八方塞がりで行動を起こそうにも調整が難しい微妙なバランスの上で生じる問題と複雑な心境から

彩られた壁

自分の身を守るために逃げることは、悪いことでも恥ずかしいことでもありません。

時には助けを求めることも必要です。

簡単ではないかもしれないけれど、人に頼ることでうまくいくことがあります。

親切な人はたくさんいます。

 
私はこれらのことを踏まえた行動ができませんでした。その反省点をまとめたのが前回の投稿。

【参考】逃げちゃダメだと自分に鞭打ち、逃げる選択を排除した私の反省点10コ

この学びを活かして、うまいことやっていけたらいいなと前向きに考えたいところです。きっと私と似たような人にとっても役立つ部分が多少なりともあるのではないかと思います。

ただ、実際にはそんな単純じゃない事柄もあります。

特に、つらくて苦しくて身動きが取れなくなってしまうような状況に陥っているとき、「逃げろ」というメッセージは虚しさを感じさせる言葉なのかもしれません。

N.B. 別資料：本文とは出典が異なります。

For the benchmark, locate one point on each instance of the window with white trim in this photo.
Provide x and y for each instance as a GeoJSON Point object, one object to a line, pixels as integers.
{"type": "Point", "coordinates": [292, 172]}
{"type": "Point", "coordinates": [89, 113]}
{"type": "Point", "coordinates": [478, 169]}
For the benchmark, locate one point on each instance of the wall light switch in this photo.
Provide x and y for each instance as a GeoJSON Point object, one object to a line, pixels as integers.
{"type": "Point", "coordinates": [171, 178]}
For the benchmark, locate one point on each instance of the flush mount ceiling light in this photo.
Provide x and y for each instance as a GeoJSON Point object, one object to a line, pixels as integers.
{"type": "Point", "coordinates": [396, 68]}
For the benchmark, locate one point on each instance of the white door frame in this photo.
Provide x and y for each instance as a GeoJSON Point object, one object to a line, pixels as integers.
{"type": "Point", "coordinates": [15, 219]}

生きていく上で面倒なことはたくさんあります。人の心は単純ではありません。

その切り分けられない部分について、今日は考えてみたいと思います。結論は「弱音を吐く」「逃げてもいい」といった類のことです。そういう言葉は聞きたくないという人は、「読んでもいいかな」と思ったときに読んでいただければ嬉しいです。

激しい渦の中にいるときに行動を起こすのは難しい

「頑張らなくていいよ」
「焦らなくていいよ」

「つらかったね」
「大変だったね」

「ここまで頑張ってきた自分を褒めてあげよう」

こういう言葉に疑念を持ってしまうとき、その人は今まさに激しい渦の中にいるのかもしれません。

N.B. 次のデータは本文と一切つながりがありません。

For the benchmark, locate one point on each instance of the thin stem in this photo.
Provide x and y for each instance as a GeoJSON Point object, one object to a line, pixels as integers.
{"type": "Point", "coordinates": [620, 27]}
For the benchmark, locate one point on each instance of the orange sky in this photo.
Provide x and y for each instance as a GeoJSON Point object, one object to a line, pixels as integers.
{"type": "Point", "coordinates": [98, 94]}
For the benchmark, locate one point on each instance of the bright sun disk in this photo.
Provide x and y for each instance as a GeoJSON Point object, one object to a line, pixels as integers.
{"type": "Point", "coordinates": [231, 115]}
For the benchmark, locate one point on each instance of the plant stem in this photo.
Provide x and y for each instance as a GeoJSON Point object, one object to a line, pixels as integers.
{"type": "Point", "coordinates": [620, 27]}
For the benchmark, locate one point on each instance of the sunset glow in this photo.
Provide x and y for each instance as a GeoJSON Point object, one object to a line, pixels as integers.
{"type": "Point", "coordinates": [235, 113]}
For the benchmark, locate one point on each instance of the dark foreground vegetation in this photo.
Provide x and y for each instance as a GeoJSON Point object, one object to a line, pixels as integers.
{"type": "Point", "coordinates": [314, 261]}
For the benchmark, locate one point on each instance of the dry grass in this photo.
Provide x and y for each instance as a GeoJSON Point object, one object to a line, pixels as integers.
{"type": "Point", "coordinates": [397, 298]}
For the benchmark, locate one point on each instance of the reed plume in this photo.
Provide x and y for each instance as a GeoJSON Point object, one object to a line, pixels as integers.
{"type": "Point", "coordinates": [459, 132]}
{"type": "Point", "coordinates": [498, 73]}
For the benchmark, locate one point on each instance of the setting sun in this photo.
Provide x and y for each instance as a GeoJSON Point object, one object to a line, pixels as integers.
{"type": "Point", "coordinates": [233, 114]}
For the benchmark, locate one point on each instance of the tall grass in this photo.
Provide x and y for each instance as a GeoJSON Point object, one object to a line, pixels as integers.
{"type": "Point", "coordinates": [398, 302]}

渦にのみ込まれてもがいているときに「逃げろ」と言われたって、もはや為す術なし。

渦に巻き込まれていない人の言葉なんて、何の役にも立たない。

私がやらなきゃ誰がやる?

たとえ逃げられたとして、その先に私の居場所がなかったら? 生存を脅かされることになったら? あなたは責任を取ってくれるのですか?

……

もし私がそういう言葉を受け取ったら、何も言えません。

「助けてと言っていいんだよ、という安易な声掛けがいかに虚しいものか」

「助けを求めなければ、SOSが届かないのは当然だけど、助けてと言ったところで解決できる問題なんてたかが知れている」

「逃げた先に困難が待ち受けているのは明らか」

「こんな状態が続くなら死んだほうがまし」

「だから死が最適解」

私は死ぬことが悪いことだとは考えていないし、「ポックリ死ねたらいいよね」と心の中でよく思います。(自殺を肯定しているわけではありません)

でも、本当にその方法しかないのでしょうか。余裕がないと、他の選択肢が見えなくなって、自分を不必要に追い込んでしまうことがあります。

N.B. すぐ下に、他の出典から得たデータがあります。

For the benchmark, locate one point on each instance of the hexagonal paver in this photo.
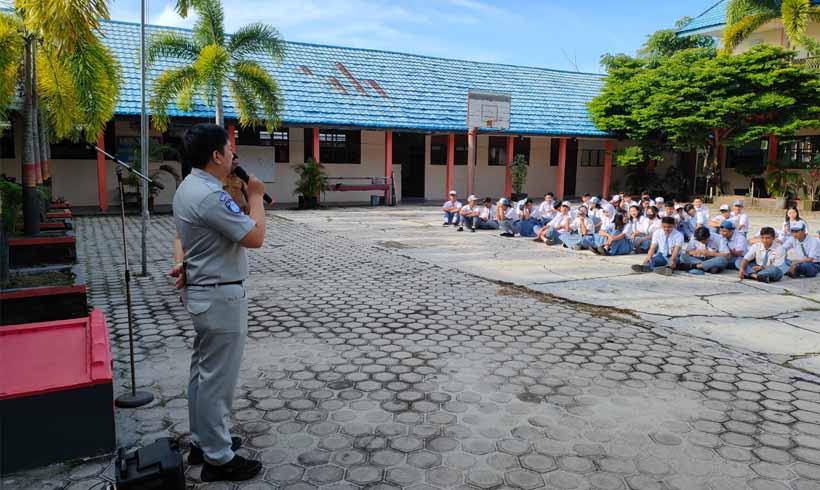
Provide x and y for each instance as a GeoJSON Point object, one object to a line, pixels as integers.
{"type": "Point", "coordinates": [526, 479]}
{"type": "Point", "coordinates": [424, 459]}
{"type": "Point", "coordinates": [364, 475]}
{"type": "Point", "coordinates": [325, 474]}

激しい渦に巻き込まれているのに、その状態が当たり前、それこそが人生、みんなこうやって生きているんだと苦しみに耐えているのだとしたら、その思考が渦の流れをさらに激しくしているのかもしれません。

SOSを発することで、つらい現状を乗り越える助けを得られる可能性は高まります。助けを求めることは恥ずかしいことではありません。むしろ、自分のキャパを超えそうなときに「もう無理」「ちょっと手伝って」と言うことは、とても大事なことです。

さらに、「絶対に逃げてはならない」と考えている人は、「逃げる」という選択肢を取り入れるべきです。これは自分の経験を鑑みて言うのですが、「逃げることは許されない!」と考えていると、「会社(学校)へ行くか、死ぬか」という二択で、日々をやりすごすような状態になるかもしれません。それは、すごくしんどい。

仕事とか学業とか、社会生活において、命より大事なものはありません。どんなことも、命あってのものです。

命と同じくらい大事なもの、人によっては自分の命より大事と言えるものもあるかもしれないけれど、命がなくなったら、大事なものをいつくしむことはできません。だから、大切にしたいものがあるならば、可能な限り、命は捨てない方がいい。

……と、そんなこと言われなくてもわかっていると思います。そういうことも全部わかった上で、それでもすべて投げ出してしまいたいほどに苦しいから「死にたい」と思うわけで。

 
あなたの苦しみはあなたにしかわからない。
 

そうなると何も言えなくなってしまいます。

でも、渡る世間に鬼はなし。無慈悲な人もいるけれど、親切な人も意外とたくさんいます。自分の周りの鬼だと思っている相手も、素直に話せば手を差し伸べてくれるかもしれません。優しい心を持つ鬼もいると昔絵本で読みました。

今の日本においては、社会制度などを利用することで助かることがあります。まだまだ改善の余地があるのだとしても、私が接した公的機関の人たちはみんな親切でした。サンプル数が少なすぎることは承知ですが、それだけで心強く思えました。

だから、一人で悩んでいるならば、まず周りの人に相談してみること、あるいは、公共の相談窓口に行ってみることが大きな一歩になるはずです。心が弱っているときにはハードルが高く感じられるかもしれませんが、何もせず諦めてしまっては現状は変わりません。

あなたは今本当に大変な状況にあるのかもしれない

命が大事だとか、生きていてこそだとか言われても、そんなことどうでもいいくらい絶望してしまうこともあります。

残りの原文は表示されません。